FIORINA: I believe if you're going to go to science, you need to read the fine print. And here's what the scientists say: A single nation acting alone can make no difference at all. The only answer to this problem, according to the scientists, is a three-decade global effort, coordinated and costing trillions of dollars. Are you kidding? It'll never happen.
When the Chinese said to Obama, "Oh, we're going to come up with a deal with you, we're going to stop increasing our global greenhouse emissions by 2025," you know what they were doing? They were simply lifting a goal out of a five-year plan and saying, "We'll play along." They're not playing along.
The answer is innovation. And the only way to innovate is for this nation to have industries strong enough that they can innovate. So instead of destroying people's livelihoods at the altar of ideology—which is what it is, not science—we ought to say, "We're going to become the global energy powerhouse of the 21st century."
We need to become the global energy powerhouse of the 21st century for so many reasons. To create jobs, to make the bad guys less bad, and so that we have industries including the coal industry that's powerful enough to be able to innovate. That's how you're going to solve an intractable problem. It's always the way you solve an intractable problem. Not with regulation—with innovation.
HARWOOD: Donald Trump has gotten a lot of criticism for good reason for saying things about your appearance: "Look at that face. Can't be president." Didn't you do the same thing to Barbara Boxer in 2010, talking about her hairdo?
FIORINA: No, not at all. The Barbara Boxer comment was not generous. I was quoting a friend. It was 6 in the morning, and I was caught on an open mic. Donald Trump is very deliberate about what he says.
HARWOOD: I wonder if sometimes you push the gender button where it's not deserved. One time when someone raised the question, "Is Carly running for VP?," you said they'd never ask that of a man. I've been covering these campaigns a long time. And that is asked about literally every candidate who is considered not one of the ones with a great chance of winning the nomination or election.
FIORINA: Now it is. And I didn't make that comment when it was being asked of everyone. But I will tell you that having been out on the trail, the first six to eight weeks of my campaign, no one was asking anyone else that question. And they always asked me that question. And I think if you go back and look at the coverage, you'll see that. Obviously everyone's moved on now.
I do not play the gender card. But let's just be honest. A man would not be asked on national television whether his hormones prevented from him from serving in the Oval Office. Donald Trump has said many things about other candidates. But he has not talked about their appearance.

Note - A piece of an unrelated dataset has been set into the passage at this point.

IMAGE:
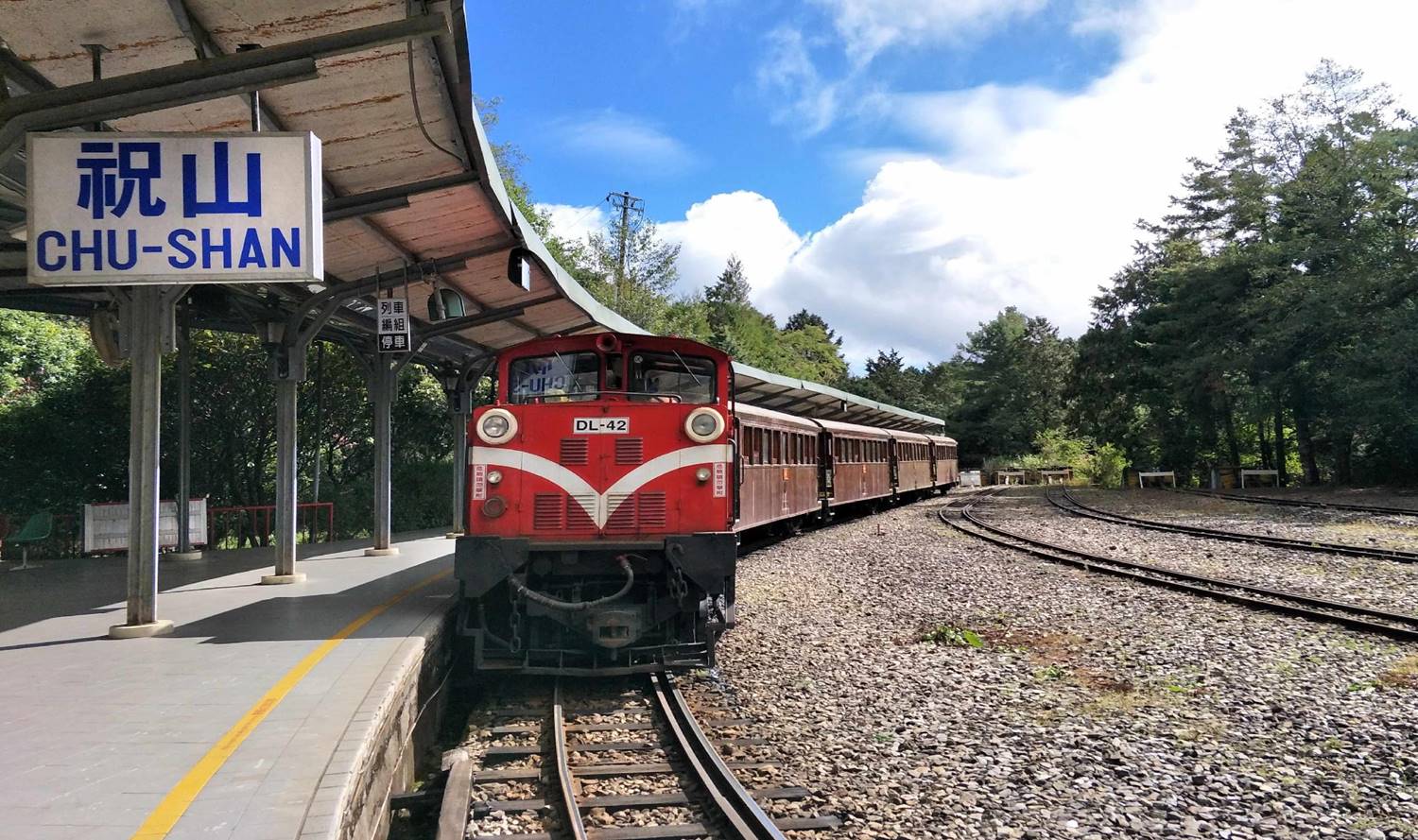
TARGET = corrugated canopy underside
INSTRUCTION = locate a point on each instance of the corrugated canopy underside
(363, 108)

HARWOOD: In 2008 when you were campaigning for John McCain, you said Sarah Palin was not capable of running a big corporation, and neither was McCain, Barack Obama, Joe Biden. You said, "It is a fallacy to say that running a company and running the country are the same thing." If that's a fallacy, why should Republicans and the country turn to someone who has not been elected to anything and has not served in government?
FIORINA: Politicians haven't done a very good job running the country either. So why would you conclude it takes a politician? It's also true that there are jobs that take a technical understanding. Flying an airplane is one of them, for example. And a CEO is a job that requires a level of technical mastery built over time.

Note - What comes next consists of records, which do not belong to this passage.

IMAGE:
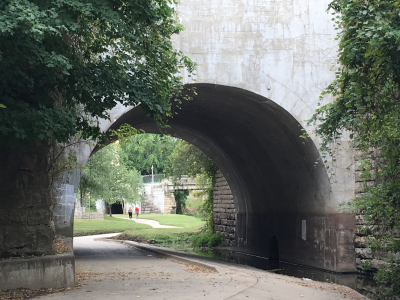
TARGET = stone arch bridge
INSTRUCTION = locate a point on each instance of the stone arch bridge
(261, 66)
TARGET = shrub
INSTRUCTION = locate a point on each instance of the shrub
(208, 239)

Ours was intended to be a citizen government. Here are the experiences, the skills that a president needs: An understanding of how the economy works. I have it. An understanding of how the world works and who's in it.

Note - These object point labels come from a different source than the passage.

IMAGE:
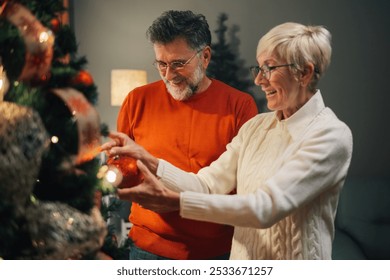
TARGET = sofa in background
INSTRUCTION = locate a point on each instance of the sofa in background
(362, 225)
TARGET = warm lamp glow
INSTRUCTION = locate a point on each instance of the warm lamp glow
(123, 81)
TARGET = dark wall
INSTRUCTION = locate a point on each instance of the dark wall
(112, 35)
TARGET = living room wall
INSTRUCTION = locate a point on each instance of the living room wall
(111, 34)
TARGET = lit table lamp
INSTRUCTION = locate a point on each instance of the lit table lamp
(123, 81)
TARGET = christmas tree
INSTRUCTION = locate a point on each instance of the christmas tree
(50, 133)
(225, 64)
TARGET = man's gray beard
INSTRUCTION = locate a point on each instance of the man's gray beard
(190, 90)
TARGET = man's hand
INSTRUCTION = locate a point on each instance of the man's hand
(121, 144)
(151, 193)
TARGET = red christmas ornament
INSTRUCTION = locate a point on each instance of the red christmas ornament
(129, 169)
(55, 24)
(84, 78)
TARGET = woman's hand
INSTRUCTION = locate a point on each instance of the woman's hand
(121, 144)
(151, 193)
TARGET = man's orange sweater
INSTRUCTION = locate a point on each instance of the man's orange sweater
(189, 134)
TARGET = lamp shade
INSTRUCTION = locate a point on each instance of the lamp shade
(123, 81)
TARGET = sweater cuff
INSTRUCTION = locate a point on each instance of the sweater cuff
(167, 173)
(193, 206)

I have more foreign policy, world-leader experience than anyone running as a Republican. An understanding of how bureaucracies work and how to cut them down to size. An understanding of how technology works—pretty important now. It's a tool and a weapon. And an understanding of leadership.
I believe I am the most qualified candidate running in either party to be president of the United States. And I think more and more voters are starting to agree with me.